Journal de 12h30
Vendredi 11 novembre 2022
La fin d'un calvaire
Le navire "Ocean Viking" de l'organisation maritime-humanitaire européenne "SOS Méditerranée" arrive à Toulon ©AFP - CHRISTOPHE SIMON / AFP
Le navire humanitaire Ocean Viking et ses 230 rescapés à bord a accosté ce matin au port militaire de Toulon. Une première en France qui suscite non seulement des tensions avec l'Italie mais aussi des débats de politique intérieure sur l'immigration.
Jusqu’à la dernière minute, soit après trois longues semaines au cours desquelles les 234 migrants secourus au large de la Libye auront erré en Méditerranée à la recherche d’un port d’accueil, la France aura attendu que l’Italie les invite à débarquer chez elle. Et finalement face au refus catégorique de Rome, Paris a donc concédé prendre à sa charge la vie de ces âmes perdues qui, sans le secours du navire Ocean Viking auraient très certainement déjà rejoint le tombeau pour migrants que constitue aujourd’hui la mer Méditerranée. Une faveur "à titre exceptionnel" a toutefois tenu à préciser aussitôt le ministre de l'Intérieur Gérald Darmanin. Et de fait depuis 2014, date à laquelle les premiers navires d'ONG ont commencé à patrouiller sur la voie migratoire la plus meurtrière au monde (plus de 25 000 morts en 8 ans), jamais la France n'avait encore accueilli le moindre de ces bateaux-ambulance.

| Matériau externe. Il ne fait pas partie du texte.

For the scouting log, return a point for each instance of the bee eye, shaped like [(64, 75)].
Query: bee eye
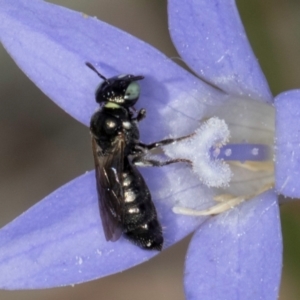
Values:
[(133, 91)]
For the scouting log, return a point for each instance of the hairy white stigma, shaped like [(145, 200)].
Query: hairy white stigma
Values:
[(212, 134)]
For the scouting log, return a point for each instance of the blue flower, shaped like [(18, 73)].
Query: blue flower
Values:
[(237, 254)]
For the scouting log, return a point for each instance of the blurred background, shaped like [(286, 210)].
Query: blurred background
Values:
[(42, 147)]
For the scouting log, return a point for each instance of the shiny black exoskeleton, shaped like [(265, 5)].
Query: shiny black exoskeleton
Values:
[(124, 198)]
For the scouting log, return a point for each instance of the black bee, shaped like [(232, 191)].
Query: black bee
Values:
[(124, 198)]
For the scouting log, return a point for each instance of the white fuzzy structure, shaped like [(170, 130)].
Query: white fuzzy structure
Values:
[(211, 171)]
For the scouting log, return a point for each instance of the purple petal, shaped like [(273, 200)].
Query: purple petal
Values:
[(211, 39), (237, 255), (287, 168), (60, 240), (51, 44)]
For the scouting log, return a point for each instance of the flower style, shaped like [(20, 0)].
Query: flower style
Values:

Si les autorités françaises ne manquent pas de préciser depuis hier avoir agit par un "devoir d'humanité", elles ne pardonnent toujours pas en revanche à l'Italie d'avoir refusé d'ouvrir ses ports comme le prévoit le droit maritime. "Il y a une rupture de confiance" avec l'Italie, a encore répété ce matin la secrétaire d'État chargée de l'Europe Laurence Boone. Au point d'ailleurs qu'en guise de protestation pour avoir été contrainte, donc, d'accueillir 234 hommes, femmes et enfants, la France a décidé de suspendre "à effet immédiat" le transfert des 3.500 migrants actuellement présents en Italie et qu'elle s'était engagée à accueillir, conformément au mécanisme européen de relocalisation des demandeurs d'asile. Ce matin, d'ailleurs, la nouvelle Première ministre Giorgia Meloni a de nouveau dénoncé une réaction française "agressive et injustifiée".

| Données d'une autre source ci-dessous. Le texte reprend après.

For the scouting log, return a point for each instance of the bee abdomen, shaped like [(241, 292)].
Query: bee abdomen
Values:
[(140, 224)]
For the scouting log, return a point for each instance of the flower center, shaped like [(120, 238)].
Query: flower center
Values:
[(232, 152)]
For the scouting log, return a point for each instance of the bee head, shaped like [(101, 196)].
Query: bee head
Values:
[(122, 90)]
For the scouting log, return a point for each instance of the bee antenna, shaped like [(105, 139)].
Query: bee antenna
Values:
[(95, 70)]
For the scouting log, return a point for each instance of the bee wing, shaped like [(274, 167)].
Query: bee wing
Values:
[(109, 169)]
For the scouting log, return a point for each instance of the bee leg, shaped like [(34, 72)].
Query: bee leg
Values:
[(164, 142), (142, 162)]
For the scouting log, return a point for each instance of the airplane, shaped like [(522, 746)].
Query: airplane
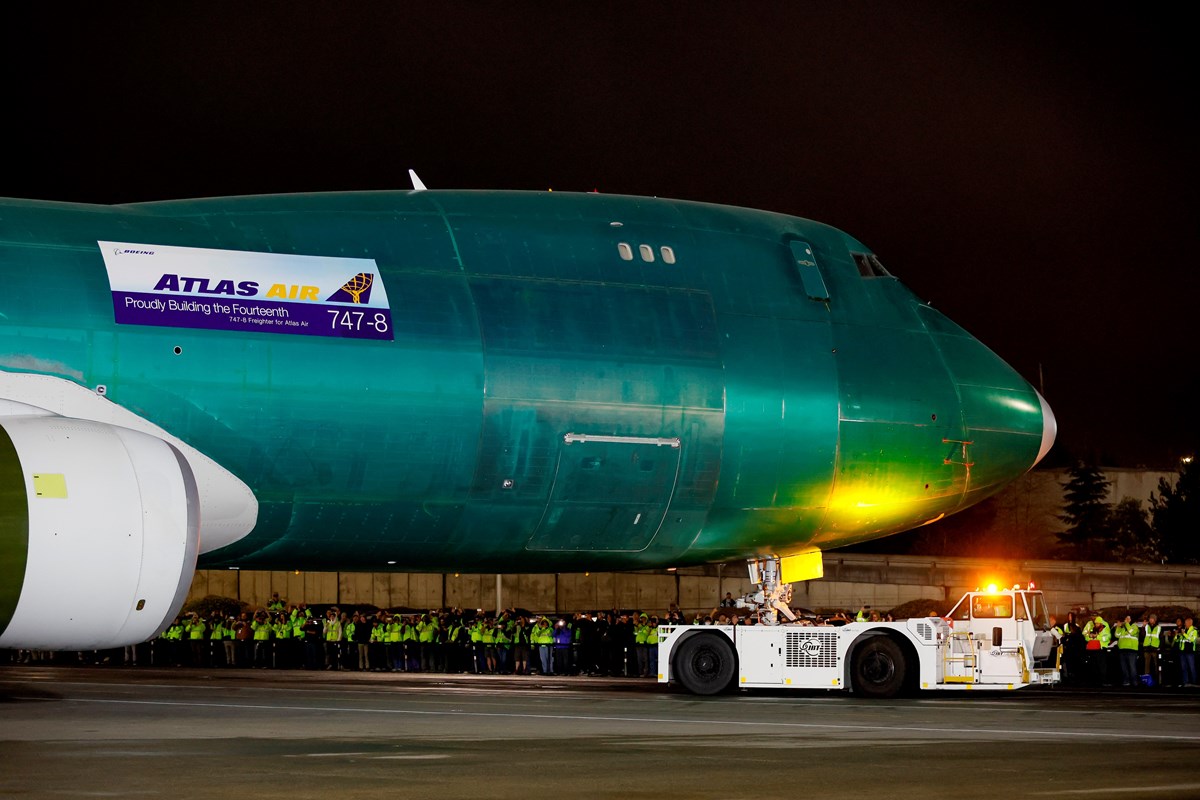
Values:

Et puis à la crise diplomatique entre Rome et Paris est venue s'ajouter en France une crise intérieure puisque, comme en Italie, en métropole aussi les réfugiés sont un terrain de bataille politique. Comme attendu, l'extrême droite n'a pas tardé à dénoncer "un signal dramatique de laxisme" de la part d'Emmanuel Macron. Le chef de l'Etat obligé désormais de naviguer en eau trouble, lui qui tente d'un côté de combattre l’opposition du Rassemblement national, tout en maintenant de l'autre une position de fermeté pour des raisons de consensus.
L'invité de la rédaction : Antoine Pécoud, sociologue, chercheur au CERI et spécialiste de la gouvernance des migrations.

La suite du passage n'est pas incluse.